The Epic of Gilgamesh

Water Symbol Icon

Water is a source of both rejuvenation and destruction in the Epic. It is neither good nor evil, but simply a force and representation of the gods’ will and the cycle of birth and death inherent to all life. Notably, after every important event in the Epic, Gilgamesh (and Enkidu if he is with Gilgamesh) bathes himself. After slaying Humbaba, when Enkidu leaves the wilderness, and after every other crucial action in the epic, there is always a bath. In practical purposes, the bath cleans and rejuvenates the heroes after their adventures, but it also seems to have ritual purpose—a spiritual as well as a physical cleansing. Spiritual cleansing through bathing has similarities to the significance of baptism in Christian practice, in which water is a means of absolution and conversion. Each time Gilgamesh and Enkidu bathe, then, we can interpret them as being rejuvenated and as reaffirming their connection to the gods.

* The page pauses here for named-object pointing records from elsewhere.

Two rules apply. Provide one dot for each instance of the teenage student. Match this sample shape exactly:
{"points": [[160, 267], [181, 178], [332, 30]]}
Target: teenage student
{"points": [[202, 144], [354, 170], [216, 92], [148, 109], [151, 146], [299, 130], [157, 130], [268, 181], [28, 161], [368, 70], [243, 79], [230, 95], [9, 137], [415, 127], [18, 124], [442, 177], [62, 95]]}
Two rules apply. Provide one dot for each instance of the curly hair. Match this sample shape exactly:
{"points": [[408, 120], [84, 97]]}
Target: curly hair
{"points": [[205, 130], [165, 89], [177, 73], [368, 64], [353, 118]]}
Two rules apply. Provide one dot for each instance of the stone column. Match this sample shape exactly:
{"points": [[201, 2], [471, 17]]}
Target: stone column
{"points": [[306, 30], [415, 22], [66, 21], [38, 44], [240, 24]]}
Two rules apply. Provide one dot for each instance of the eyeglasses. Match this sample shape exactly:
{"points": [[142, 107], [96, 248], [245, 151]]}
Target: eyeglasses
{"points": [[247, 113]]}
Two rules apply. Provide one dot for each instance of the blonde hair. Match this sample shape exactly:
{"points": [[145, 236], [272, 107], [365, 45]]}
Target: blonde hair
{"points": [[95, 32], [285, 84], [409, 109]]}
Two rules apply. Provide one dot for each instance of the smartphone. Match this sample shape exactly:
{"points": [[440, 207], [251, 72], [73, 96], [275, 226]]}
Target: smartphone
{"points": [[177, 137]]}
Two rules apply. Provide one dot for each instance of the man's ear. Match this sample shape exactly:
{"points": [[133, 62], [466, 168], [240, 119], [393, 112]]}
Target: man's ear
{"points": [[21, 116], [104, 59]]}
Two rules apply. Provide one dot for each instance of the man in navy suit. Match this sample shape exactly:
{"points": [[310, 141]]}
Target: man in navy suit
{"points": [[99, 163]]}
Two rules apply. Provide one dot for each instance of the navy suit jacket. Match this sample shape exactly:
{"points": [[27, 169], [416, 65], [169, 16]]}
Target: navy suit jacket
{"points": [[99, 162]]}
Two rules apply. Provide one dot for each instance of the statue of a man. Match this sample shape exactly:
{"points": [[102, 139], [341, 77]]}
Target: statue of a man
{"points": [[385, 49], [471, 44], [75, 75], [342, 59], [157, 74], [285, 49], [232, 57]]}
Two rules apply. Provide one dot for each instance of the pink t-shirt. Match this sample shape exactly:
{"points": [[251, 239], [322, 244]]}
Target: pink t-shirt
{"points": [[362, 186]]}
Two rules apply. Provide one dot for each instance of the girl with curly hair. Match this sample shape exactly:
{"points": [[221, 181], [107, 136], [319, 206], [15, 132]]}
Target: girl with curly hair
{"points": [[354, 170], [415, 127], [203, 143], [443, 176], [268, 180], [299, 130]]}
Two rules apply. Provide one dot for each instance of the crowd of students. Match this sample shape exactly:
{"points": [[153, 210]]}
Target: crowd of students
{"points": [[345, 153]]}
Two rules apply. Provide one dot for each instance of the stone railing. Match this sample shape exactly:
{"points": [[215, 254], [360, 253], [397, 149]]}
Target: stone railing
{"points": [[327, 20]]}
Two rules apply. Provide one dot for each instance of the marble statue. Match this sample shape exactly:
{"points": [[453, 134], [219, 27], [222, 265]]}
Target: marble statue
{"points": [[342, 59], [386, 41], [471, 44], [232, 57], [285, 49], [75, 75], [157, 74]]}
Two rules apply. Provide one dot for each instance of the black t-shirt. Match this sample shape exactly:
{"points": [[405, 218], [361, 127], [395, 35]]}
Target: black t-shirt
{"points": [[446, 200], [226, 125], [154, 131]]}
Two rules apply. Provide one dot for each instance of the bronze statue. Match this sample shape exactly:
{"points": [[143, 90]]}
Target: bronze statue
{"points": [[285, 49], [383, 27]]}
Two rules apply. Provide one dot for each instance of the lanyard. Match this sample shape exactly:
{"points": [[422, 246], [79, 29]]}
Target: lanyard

While bathing is mostly a symbolic cleansing and rejuvenation, the other main water motif in the Epic—the flood that drowns most of mankind—is presented as a literal death and rebirth on a massive scale. As Utnapishtim tells Gilgamesh, the flood was sent by the god Enlil because Enlil was tired of hearing the noises of the city, and only Utnapishtim, his animals, and a few others survived the deluge. In bathing, the “old self” symbolically dies and a new self is reborn, but in Enlil’s flood mankind as a whole was destroyed and then reborn. The destruction is inseparable from the rebirth. Ultimately, then, water is a complex symbol encompassing the ideas of physical cleansing, spiritual rejuvenation, and the cycle of destruction and rebirth. This cycle is a crucial aspect of many ancient cultures, and in the Sumerian Epic it mostly takes form through the symbol of water—a manifestation of the gods’ divine will.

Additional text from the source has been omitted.